Netflix management has said their release-as-a-package approach reflects their desire not to be bound by the tired strategies of network TV. A worthy goal, and who knows, perhaps it will yield the growth for which they hope. Netflix certainly has a TV and film library that is broad enough to be attractive.
But from a buzz-based, water-cooler community point of view, it is hard not to wonder whether Netflix is cutting itself off at the knees. In so many cases, what draws us to a program is the chatter of the community watching it. Look at ABC’s “Scandal,” about a law team that fixes problems for people in Washington, D.C. The show debuted last spring with a short run of seven episodes and had a solid but not spectacular showing. This year, it was given 13 episodes to start and slowly turned up the heat until, suddenly, “Scandal” is now the “it” show, with its dazzling political twistiness and hot, hot, hot relationships bringing water coolers everywhere to a fierce boil.
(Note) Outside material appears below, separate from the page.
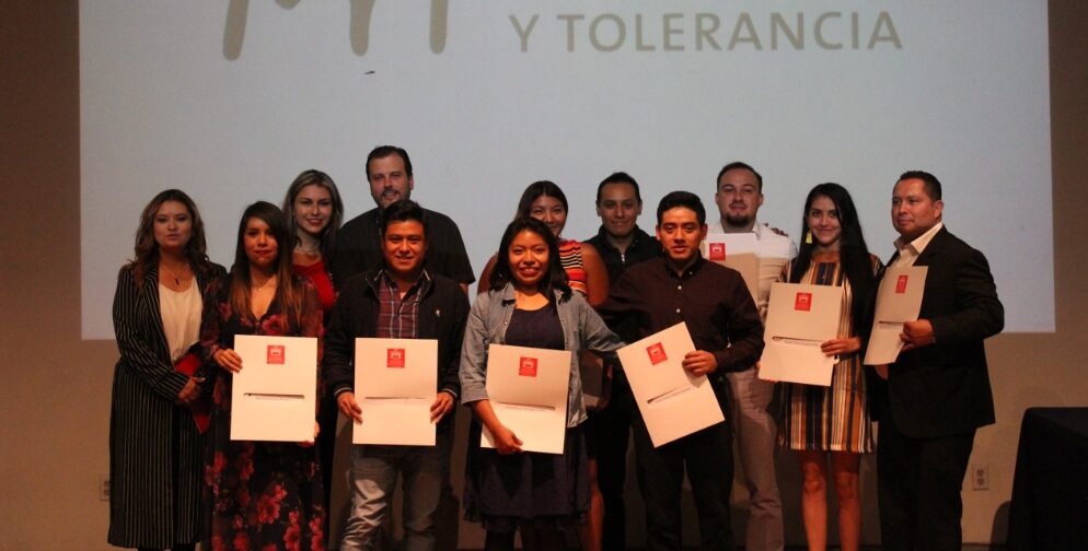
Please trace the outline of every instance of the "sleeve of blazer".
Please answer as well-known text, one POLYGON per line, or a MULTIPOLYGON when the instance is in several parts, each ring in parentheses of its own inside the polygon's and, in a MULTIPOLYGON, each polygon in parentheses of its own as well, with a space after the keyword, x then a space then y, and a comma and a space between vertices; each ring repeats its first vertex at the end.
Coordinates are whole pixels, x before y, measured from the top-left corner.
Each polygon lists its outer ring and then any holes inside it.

That is how TV works. It builds a community among its viewers, and the passion of that community draws in others, sometimes even years after the show has ended. HBO’s “The Wire,” about drugs and detectives and politics in the city of Baltimore, was critically acclaimed year after year as it aired, but its audience was always relatively small. Yet its popularity has grown so much since it ended in 2008 that some have argued HBO should consider bringing it back.
By releasing all 13 episodes of “House of Cards” at once, Netflix has in many ways blocked the formation of any sort of community. Those who have not watched the whole season have to keep themselves away from those who have, lest their viewing be spoiled. Those who have watched the whole season wait in frustration for conversation partners with whom they can talk. While a good TV show bonds its audience together like participants on a crazy river-rafting journey, the Netflix approach is more like driving in Los Angeles, each person politely keeping everyone else at a distance. And without communal interest to sustain it, in a few weeks the show could be just an afterthought in the rearview.
It does not help that “House of Cards” doesn’t have many delicious “Oh no, he didn’t!” sorts of moments to linger over. We know from the moment we meet Spacey’s Frank Underwood that he will likely do anything to bring down his opponents. And consequently when over the course of the season he does do just about everything, it is not terribly surprising. Frank and his wife Claire’s sheer force of will to rise above their peers is what makes the show compelling. But their drive is a cool, quiet rage that never quite explodes. Where there should be some bangs, there are instead far too many whimpers.
Netflix has other original series to come this year: the horror-thriller “Hemlock Grove” in April; a new season of the hilarious fan-favorite, cancelled-by-FOX show “Arrested Development” in May; and the women’s prison comedy “Orange is the New Black” in the summer. If “House of Cards” is any indication, each of these shows will at the very least be worth a look. Despite its flaws, “House of Cards” certainly is, especially for political junkies.
I hope that Netflix reconsiders its distribution approach. Even in an era of DVRs, time-shifting shows and three million channels, television continues to serve as an important element of what binds us together. Just check out Twitter when “Glee” or “The Walking Dead” are on; the site explodes with comments and interchange. At its best television is our Homer before the campfire, gathering us and telling us stories of love and war and gods and men. In an era that tends more and more toward the atomistic, the anonymous and isolated, we need those shared experiences more than ever.